Expect a soft landing in the US
Drawing in part on the UK and Australian experience there is good reason to expect the US will have a soft landing:
·First, the UK and Australian experience suggest that in the absence of sharply higher interest rates or unemployment there is no reason to expect house prices to collapse. With underlying inflation remaining relatively constrained and increasing evidence the US economy is slowing, aggressively higher interest rates are unlikely. We expect the Fed to soon go on hold, probably leaving rates flat at its late June meeting.
·Thirdly, around 80% of US mortgages are fixed rate loans meaning that borrowers are mostly protected from higher interest rates thereby helping to avoid debt servicing problems and forced sales. This contrasts with the situation in Australia, where 80% or so of mortgages are variable rate, and in the UK.
·Finally, theUS housing boom has been milder than in the UK or Australia suggesting less risk of a collapse.
Our assessment is that the US housing downturn will see US growth slow but not collapse. We are looking for a mid-cycle slowdown much as occurred in 1986 or 1995 where US growth slowed to around 2.5% providing a positive environment for financial assets.
Is a US housing downturn good or bad for shares?
Many worry that a US housing market slump will be bad news for the US share market. Certainly there is reason to be concerned. Slower consumer spending and housing construction activity may be bad news for retail, building material and homebuilder shares and slower credit growth may be bad news for banks. If inflationary indicators remain high for a while, as is often the case because inflation lags the economic cycle, and housing continues to slow, talk of stagflation will start to do the rounds as it seems to with rather boring regularity.[1] However, a weakening housing market has a number of positives for the share market:
·Weaker housing and consumer spending will take pressure off US interest rates, although this doesn’t rule out a period of short term nervousness as investors fret about stagflation or a hard landing; and
·Investors will likely switch from housing to other assets, possibly shares, on perceptions that housing has had its day and that the fall in residential rental yields makes housing a less attractive investment.

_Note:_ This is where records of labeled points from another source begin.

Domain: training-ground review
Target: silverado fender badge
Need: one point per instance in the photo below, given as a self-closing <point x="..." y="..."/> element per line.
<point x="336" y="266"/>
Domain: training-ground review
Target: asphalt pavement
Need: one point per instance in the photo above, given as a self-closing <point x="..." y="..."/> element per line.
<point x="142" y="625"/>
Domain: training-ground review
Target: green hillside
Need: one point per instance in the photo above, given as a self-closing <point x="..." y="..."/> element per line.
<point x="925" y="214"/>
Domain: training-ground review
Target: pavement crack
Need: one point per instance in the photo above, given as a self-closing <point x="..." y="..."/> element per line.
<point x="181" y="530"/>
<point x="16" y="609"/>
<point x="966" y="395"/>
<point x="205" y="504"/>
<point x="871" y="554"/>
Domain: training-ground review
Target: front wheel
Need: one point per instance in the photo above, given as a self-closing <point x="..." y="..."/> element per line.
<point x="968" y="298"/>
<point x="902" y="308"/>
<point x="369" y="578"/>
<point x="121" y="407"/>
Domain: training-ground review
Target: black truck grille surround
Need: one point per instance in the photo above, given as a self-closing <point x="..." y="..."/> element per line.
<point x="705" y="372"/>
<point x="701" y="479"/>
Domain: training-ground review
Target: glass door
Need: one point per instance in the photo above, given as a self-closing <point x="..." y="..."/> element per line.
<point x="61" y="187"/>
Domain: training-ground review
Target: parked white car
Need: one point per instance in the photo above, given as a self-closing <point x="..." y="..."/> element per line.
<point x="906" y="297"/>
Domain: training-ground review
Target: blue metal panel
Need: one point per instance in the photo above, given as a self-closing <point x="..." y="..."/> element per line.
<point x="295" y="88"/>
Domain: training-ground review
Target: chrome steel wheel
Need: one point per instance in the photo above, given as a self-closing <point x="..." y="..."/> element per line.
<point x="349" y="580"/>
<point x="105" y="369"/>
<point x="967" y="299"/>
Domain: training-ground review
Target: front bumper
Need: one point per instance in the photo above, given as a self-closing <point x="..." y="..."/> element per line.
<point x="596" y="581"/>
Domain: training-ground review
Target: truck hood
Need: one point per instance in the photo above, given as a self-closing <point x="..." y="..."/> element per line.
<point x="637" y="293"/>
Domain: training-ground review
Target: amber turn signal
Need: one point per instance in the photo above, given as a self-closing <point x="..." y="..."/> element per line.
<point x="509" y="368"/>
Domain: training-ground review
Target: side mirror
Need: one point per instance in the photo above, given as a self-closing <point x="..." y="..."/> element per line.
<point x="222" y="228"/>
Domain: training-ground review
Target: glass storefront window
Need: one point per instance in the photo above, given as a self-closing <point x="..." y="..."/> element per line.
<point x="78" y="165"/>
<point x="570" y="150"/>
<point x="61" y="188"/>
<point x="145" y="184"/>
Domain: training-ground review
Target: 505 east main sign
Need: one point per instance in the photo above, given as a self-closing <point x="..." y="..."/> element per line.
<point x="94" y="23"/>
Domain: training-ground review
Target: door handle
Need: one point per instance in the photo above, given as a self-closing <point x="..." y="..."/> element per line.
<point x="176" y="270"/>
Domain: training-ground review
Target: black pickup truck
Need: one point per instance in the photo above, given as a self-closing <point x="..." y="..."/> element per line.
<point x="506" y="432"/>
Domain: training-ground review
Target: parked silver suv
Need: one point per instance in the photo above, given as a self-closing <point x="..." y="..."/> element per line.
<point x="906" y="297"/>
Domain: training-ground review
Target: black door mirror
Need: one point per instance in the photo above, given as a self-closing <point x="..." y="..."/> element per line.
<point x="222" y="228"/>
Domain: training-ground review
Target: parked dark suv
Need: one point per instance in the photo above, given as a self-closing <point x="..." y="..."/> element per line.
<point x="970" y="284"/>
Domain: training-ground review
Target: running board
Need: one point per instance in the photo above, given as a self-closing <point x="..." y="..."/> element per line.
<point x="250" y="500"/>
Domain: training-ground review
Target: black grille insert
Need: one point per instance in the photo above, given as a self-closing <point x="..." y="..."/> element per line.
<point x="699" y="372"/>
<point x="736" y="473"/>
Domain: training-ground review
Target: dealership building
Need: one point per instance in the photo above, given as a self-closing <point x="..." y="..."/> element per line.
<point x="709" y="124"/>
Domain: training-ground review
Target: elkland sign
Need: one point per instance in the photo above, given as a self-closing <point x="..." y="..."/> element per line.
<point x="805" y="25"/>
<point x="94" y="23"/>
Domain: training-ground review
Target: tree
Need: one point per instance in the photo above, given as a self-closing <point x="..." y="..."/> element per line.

The ending of the housing bubble in the UK and Australia has been positive for shares. As house prices have slowed or stagnated over the last 2 years, share prices (and not just resources stocks) in both countries have moved significantly higher. By contrast US shares are up only marginally over the last two years thanks to the Fed having “its foot on the brake”.
Which way it goes in the US will depend on how the housing boom ends. We expect UShouse prices will simply stagnate, as opposed to collapse.
Conclusion
A US housing downturn is likely to lead to a slowdown in US consumer spending and economic growth over the year ahead. However, the UK and Australian experiences post their housing bubbles suggest that US house prices are unlikely to collapse, US economic growth will slow but will still remain reasonable and that the ending of the US house price bubble will ultimately be positive for shares as it takes pressure off US interest rates. A soft landing in US growth should in turn be positive for global growth and share markets and help ensure the current weakness in metal prices and resources stocks is short lived.
By Dr Shane Oliver, chief economist and head of investment strategy with AMP Capital Investors.*
[1] Stagflation described the chronic economic stagnation & very high inflation (10% or so) of the 1970s. It should not be used to describe the normal very short term cyclical phenomenon where growth slows before inflation does.